In order to best serve the person you are caring for, and in staying with the military analogy, I’m partial to the concept of creating a caregiving platoon.  In other words, creating a group of people working together for the greater good.

Once your “platoon” is assembled you can then assign roles to each person in order to create the best outcome.  Do this by evaluating the strengths of each person in order to find  the best way to utilize their skills,  for example if your sister is great at researching the best doctor, services or programs for your loved one then that would be their “job” in your caregiving platoon.

Now that you’ve created your platoon you can turn your attention to protecting your loved one from perceived threats.
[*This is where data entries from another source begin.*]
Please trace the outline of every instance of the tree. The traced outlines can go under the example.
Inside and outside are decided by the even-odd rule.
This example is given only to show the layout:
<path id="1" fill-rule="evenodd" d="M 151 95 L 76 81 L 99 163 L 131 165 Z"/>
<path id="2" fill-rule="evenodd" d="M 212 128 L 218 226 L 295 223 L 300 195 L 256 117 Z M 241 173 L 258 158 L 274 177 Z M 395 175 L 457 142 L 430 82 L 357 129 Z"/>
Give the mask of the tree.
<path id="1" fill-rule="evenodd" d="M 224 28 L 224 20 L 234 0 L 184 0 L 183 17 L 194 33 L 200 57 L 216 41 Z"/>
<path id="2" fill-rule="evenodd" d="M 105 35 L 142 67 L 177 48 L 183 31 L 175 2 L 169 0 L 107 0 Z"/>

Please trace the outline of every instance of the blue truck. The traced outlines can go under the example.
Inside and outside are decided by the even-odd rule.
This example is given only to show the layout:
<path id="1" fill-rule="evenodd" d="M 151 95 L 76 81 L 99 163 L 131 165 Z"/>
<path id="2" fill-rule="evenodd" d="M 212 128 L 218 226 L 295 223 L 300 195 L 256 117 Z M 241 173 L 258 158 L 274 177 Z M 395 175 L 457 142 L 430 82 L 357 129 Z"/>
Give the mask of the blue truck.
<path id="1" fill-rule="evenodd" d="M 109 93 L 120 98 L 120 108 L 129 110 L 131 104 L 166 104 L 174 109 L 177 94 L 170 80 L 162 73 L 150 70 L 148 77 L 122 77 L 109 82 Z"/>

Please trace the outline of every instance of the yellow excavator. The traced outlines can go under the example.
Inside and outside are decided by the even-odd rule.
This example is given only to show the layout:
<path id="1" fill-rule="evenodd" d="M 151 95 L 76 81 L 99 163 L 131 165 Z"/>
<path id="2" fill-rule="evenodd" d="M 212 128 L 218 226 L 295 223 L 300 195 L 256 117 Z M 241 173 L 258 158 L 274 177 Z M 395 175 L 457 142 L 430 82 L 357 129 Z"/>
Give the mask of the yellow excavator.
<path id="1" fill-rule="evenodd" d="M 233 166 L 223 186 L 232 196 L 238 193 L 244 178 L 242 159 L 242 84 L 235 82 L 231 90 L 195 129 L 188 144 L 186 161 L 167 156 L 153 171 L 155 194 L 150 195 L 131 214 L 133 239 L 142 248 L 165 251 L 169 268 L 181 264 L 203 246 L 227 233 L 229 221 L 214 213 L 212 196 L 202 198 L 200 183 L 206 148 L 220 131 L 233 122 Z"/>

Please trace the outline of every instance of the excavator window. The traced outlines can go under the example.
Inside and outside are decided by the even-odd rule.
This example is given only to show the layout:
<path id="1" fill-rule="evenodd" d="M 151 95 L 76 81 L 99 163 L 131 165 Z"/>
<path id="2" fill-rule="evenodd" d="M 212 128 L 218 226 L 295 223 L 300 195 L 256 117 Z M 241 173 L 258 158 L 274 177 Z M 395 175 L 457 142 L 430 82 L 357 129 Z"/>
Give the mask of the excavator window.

These can include but not limited to:

  • Fraud/scams – check with your local police department or local area agency on aging to find out what are the current scams that are targeting seniors.
  • Abuse: financial/physical (see Recognizing the Signs of Elder Abuse)
  • Healthcare: Assess your loved ones current physician(s) to identify which ones may not be working in their best interest (ex: scheduling un-needed follow ups, or prescribing too expensive or too many medications).
  • Evaluate future needs: Consider potential future health threats based on family medical history. Investigate LTC insurance, pro-actively plan for future needs (see what if)

Caregiving can be overwhelming for one person to do alone, however; when you create and employ your platoon it can relieve some of the burden, decrease the stress and free you up to truly spend time with the person you are caring for.